Conan’s Bow Tie: A Streaming Voice Conversion for Real-Time VTuber Livestreaming
Published in Proceedings of ACM IUI, 2024
Recommended citation: Qianniu Chen, Zhehan Gu, Li Lu*, Xiangyu Xu, Zhongjie Ba, Feng Lin, Zhenguang Liu, Kui Ren. "Conan's Bow Tie: A Streaming Voice Conversion for Real-Time VTuber Livestreaming." Proceedings of ACM IUI. Greenville, SC, USA. pp. 35-50. 2024. doi: 10.1145/3640543.3645146.
ACM Conference on Intelligent User Interfaces is the annual premiere venue of the intersection of Artificial Intelligence (AI) and Human-Computer Interaction (HCI). ACM IUI is a CCF-B conference.

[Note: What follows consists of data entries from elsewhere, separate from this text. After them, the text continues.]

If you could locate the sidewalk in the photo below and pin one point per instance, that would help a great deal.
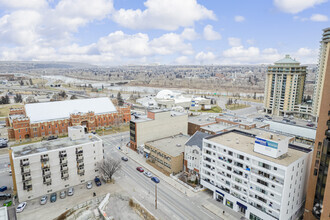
(209, 204)
(141, 160)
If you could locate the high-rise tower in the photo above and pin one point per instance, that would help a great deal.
(284, 88)
(323, 62)
(318, 195)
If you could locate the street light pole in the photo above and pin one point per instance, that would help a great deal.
(155, 196)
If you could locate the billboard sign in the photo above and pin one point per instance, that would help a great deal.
(266, 143)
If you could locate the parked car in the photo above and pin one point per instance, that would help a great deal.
(124, 159)
(89, 185)
(63, 194)
(155, 179)
(51, 137)
(21, 207)
(148, 174)
(43, 200)
(70, 191)
(3, 188)
(140, 169)
(310, 124)
(8, 203)
(97, 181)
(4, 196)
(53, 197)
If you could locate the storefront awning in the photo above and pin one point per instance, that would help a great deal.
(241, 205)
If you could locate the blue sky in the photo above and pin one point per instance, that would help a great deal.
(106, 32)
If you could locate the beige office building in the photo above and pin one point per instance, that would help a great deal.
(155, 125)
(284, 87)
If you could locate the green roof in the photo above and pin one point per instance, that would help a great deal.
(287, 60)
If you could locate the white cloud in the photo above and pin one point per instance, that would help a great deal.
(165, 15)
(319, 17)
(23, 4)
(189, 34)
(205, 58)
(234, 42)
(210, 34)
(250, 55)
(295, 6)
(239, 18)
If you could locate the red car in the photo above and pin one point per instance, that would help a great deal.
(140, 169)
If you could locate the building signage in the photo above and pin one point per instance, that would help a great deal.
(266, 143)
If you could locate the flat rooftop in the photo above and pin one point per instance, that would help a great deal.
(202, 119)
(44, 146)
(246, 145)
(173, 146)
(217, 127)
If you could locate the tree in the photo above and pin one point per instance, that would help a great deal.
(120, 99)
(108, 167)
(73, 97)
(18, 98)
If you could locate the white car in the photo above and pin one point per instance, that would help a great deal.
(147, 174)
(89, 185)
(70, 191)
(21, 207)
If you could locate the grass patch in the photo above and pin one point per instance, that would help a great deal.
(236, 106)
(215, 109)
(4, 109)
(113, 130)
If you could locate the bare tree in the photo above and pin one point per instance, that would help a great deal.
(109, 167)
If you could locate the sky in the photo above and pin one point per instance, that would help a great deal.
(171, 32)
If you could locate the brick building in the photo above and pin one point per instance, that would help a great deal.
(39, 120)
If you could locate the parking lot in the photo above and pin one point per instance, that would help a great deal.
(50, 210)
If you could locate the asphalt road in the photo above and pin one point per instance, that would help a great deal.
(172, 203)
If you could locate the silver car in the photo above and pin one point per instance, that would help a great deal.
(63, 194)
(89, 185)
(43, 200)
(70, 191)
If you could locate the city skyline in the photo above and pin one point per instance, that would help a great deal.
(145, 32)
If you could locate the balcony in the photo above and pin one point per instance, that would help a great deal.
(25, 170)
(46, 173)
(47, 180)
(62, 154)
(45, 165)
(25, 163)
(79, 164)
(44, 158)
(26, 178)
(65, 175)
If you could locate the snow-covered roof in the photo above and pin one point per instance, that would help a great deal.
(49, 111)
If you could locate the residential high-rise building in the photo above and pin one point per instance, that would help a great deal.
(318, 196)
(284, 86)
(319, 79)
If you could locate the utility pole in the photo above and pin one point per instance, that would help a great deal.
(155, 196)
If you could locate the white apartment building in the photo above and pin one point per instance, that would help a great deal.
(50, 166)
(261, 176)
(193, 153)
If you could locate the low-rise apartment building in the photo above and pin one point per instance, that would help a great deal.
(193, 153)
(261, 176)
(155, 125)
(50, 166)
(167, 153)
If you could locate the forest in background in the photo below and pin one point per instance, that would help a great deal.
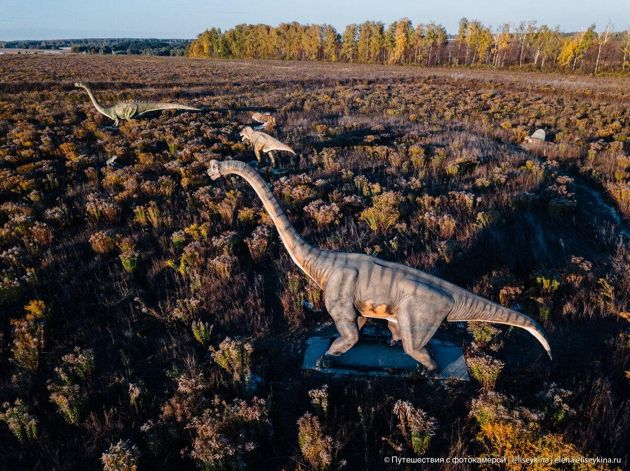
(120, 46)
(526, 45)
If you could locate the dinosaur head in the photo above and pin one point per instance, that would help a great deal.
(214, 169)
(246, 133)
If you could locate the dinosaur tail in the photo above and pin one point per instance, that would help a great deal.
(284, 147)
(147, 107)
(471, 308)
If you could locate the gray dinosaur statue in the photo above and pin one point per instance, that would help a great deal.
(413, 302)
(264, 143)
(130, 109)
(265, 119)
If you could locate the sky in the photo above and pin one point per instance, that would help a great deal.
(59, 19)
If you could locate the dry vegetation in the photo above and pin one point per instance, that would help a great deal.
(150, 318)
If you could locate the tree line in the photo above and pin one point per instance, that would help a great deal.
(525, 45)
(131, 46)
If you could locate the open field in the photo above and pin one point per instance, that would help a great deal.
(120, 284)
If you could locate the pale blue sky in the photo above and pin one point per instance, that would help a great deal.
(49, 19)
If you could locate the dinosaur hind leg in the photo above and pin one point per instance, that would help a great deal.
(257, 150)
(418, 320)
(393, 328)
(338, 298)
(272, 157)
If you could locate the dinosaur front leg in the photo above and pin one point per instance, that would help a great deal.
(339, 301)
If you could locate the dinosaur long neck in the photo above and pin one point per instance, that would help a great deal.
(101, 109)
(315, 263)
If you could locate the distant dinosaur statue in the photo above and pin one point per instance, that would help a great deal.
(130, 109)
(266, 119)
(413, 302)
(265, 143)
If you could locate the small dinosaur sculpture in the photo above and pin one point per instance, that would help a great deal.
(130, 109)
(413, 302)
(266, 119)
(265, 143)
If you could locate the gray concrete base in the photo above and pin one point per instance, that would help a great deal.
(375, 357)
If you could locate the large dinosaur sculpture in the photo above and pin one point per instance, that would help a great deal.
(130, 109)
(264, 143)
(413, 302)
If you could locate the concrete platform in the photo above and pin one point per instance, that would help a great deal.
(375, 357)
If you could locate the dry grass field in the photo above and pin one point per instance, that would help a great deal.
(149, 315)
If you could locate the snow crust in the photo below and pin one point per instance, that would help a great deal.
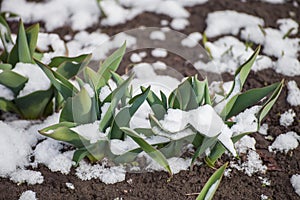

Abstract: Recent years have witnessed a dramatic growing trend of Virtual YouTubers (VTubers) as a new business on social media, such as YouTube, Twitch, and TikTok. However, a significant challenge arises when VTuber voice actors face health issues or retire, jeopardizing the continuity of their avatar’s recognizable voices. A potential solution reminiscent of Conan’s Bow Tie voice changer in the popular animation Case Closed (i.e., Detective Conan) has inspired our work. To make this a reality, we introduce VTuberBowTie, a user-friendly streaming voice conversion system for real-time VTuber livestreaming. We propose an innovative streaming voice conversion approach that tackles the challenges of limited context modeling and bidirectional context dependence inherent to conventional real-time voice conversion. Rather than individually processing the voice stream in data chunks, our approach adopts a fully sequential structure that leverages contextual information preceding the input chunk, thereby expanding the perceptual range and enabling seamless concatenation. Moreover, we developed a ready-to-use interaction interface for VTuberBowTie and deployed it on various computing platforms. The experimental results show that VTuberBowTie can achieve high-quality voice conversion in a streaming manner with a latency of 179.1ms on CPU and 70.8ms on GPU while providing users a friendly interactive experience.